Какое бесстрашие! Какая самоотверженность! Великая честь быть в числе таких деятелей, как Иван Федорович Смирнов (Николай Ласточкин), Жанна Лябурб и Елена Соколовская!
Но Марков больше мог рассказать о другом: о том, как в февральскую оттепель в 1920 году Котовский первым влетел на коне в Одессу со стороны Пересыпи - с той же стороны привезли его прах теперь, через пять лет... Марков и Крутояров посетили и Пересыпьский мост, побывали и на Нарышкинском спуске. Утомленные, они возвращались поздней ночью в гостиницу и засыпали сразу же, как только добирались до постелей, ныряя под прохладную простыню.
Пришел день похорон, одиннадцатое августа. Поезд с останками Котовского двигался медленно. На всем пути стояли толпы народа, на всех станциях происходили траурные митинги. Эскадрилья самолетов сопровождала траурную процессию. Шум моторов без слов говорил о том, что заботы Котовского об укреплении Красной Армии увенчались успехом.
Могила Котовского - у самого полотна железной дороги - быстро превратилась в холм живых цветов, венков из колосьев и муаровых лент с отпечатанными на них прощальными словами.
Рыдал военный оркестр аккордами траурного марша. Костя Гарбарь попросил у одного музыканта инструмент и занял место в оркестре, чтобы, как положено, проститься с командиром.
В телеграмме Совета Народных Комиссаров Украины было напоминание о том, что бои с черными силами мировой реакции еще не миновали.
"Крепче сплотим наши ряды!" - призывал Центральный Исполнительный Комитет молодой Молдавской автономной республики.
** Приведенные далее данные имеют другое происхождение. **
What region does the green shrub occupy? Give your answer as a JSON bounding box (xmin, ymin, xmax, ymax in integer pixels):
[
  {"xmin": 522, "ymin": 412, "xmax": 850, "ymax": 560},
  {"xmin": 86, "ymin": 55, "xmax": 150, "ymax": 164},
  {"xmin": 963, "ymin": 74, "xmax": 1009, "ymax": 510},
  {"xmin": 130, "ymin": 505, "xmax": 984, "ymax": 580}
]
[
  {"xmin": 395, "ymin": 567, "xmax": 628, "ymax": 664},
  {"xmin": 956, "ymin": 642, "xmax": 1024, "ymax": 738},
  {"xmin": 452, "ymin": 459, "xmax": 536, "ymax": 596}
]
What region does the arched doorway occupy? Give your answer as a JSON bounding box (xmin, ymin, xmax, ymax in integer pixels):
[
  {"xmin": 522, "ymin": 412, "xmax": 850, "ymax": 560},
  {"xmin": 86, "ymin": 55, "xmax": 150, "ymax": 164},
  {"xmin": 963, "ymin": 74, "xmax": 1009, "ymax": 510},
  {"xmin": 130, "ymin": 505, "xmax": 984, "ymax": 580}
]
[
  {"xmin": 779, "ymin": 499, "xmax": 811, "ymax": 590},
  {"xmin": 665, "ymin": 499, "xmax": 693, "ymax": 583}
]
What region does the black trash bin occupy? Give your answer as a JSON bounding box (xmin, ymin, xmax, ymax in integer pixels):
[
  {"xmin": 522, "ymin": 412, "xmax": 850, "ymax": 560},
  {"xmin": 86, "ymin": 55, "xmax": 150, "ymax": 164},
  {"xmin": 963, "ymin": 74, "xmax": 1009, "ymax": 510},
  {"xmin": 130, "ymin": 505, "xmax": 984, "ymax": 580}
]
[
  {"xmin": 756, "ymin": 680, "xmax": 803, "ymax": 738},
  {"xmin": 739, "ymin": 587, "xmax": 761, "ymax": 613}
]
И твердым голосом закаленного воина, старого солдата произнес прощальное слово над могилой Котовского Семен Михайлович Буденный:
- Никто не сломит нас, дорогой товарищ Котовский. Ты ушел, но мы выполним заветы и задачи, завещанные нам Лениным, которые и ты честно выполнял до конца.
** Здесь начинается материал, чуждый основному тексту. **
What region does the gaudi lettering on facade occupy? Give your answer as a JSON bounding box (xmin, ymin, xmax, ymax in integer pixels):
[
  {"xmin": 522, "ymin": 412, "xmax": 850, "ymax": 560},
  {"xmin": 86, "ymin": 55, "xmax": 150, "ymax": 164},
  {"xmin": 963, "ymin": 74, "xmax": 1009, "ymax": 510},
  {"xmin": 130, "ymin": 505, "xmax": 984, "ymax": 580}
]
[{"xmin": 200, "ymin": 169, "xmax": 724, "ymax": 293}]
Медленно расходились люди. Одним из последних оторвал взгляд от могилы старый конник, не раз ходивший в строю на врага.
- Вот... - произнес он в недоумении, в горести, - только холм в Бирзуле... и много цветов... и тяжесть на душе... и нет его, нашего дорогого... нет Григория Ивановича... Нет Котовского! И никогда уже мы не услышим его могучий голос: "Орлы! Вперед! К победе!"
Марков стоял рядом. Он ответил:
- Это верно, конечно. Но если присмотреться ко всем, кто прощался с Котовским... Разве не запечатлен в каждом сердце этот призыв: "Орлы! Вперед! К победе!"
Старый конник посмотрел на Маркова грустными слезящимися глазами и ничего не сказал в ответ.
- Кто это? Из бригады Котовского? - спросил Крутояров.
- Я узнал его в лицо, только ни фамилии, ни имени не помню... Одну минуту! Товарищ!
Но старый кавалерист уже ушел и затерялся в толпе.
8
В обратный путь ехали вдвоем. Маркову чего-то не хватало без Оксаны, он привык, чтобы она всегда была рядом, внимательная, ласковая. Он даже удивился, до чего они успели сродниться. Он поминутно спохватывался: где же она? И вспоминал, что она осталась с Ольгой Петровной, что она приедет позднее.
Повсюду на Украине стояла изумительная погода. Шла уборка хлебов. По всему степному пространству можно было видеть снопы, женщин в пестрых одеждах, тяжелые возы, плывущие, покачиваясь, вдоль полей. А на станциях было много ребятишек. Они не помнили и не видели войны. Вероятно, они так и считали, что войны не бывает, о ней только рассказывают словоохотливые старики. Они смотрели доверчиво и с любопытством на огромный мир и были уверены, что в небе полагается летать только ласточкам, а по земле полагается ездить только в город на базар.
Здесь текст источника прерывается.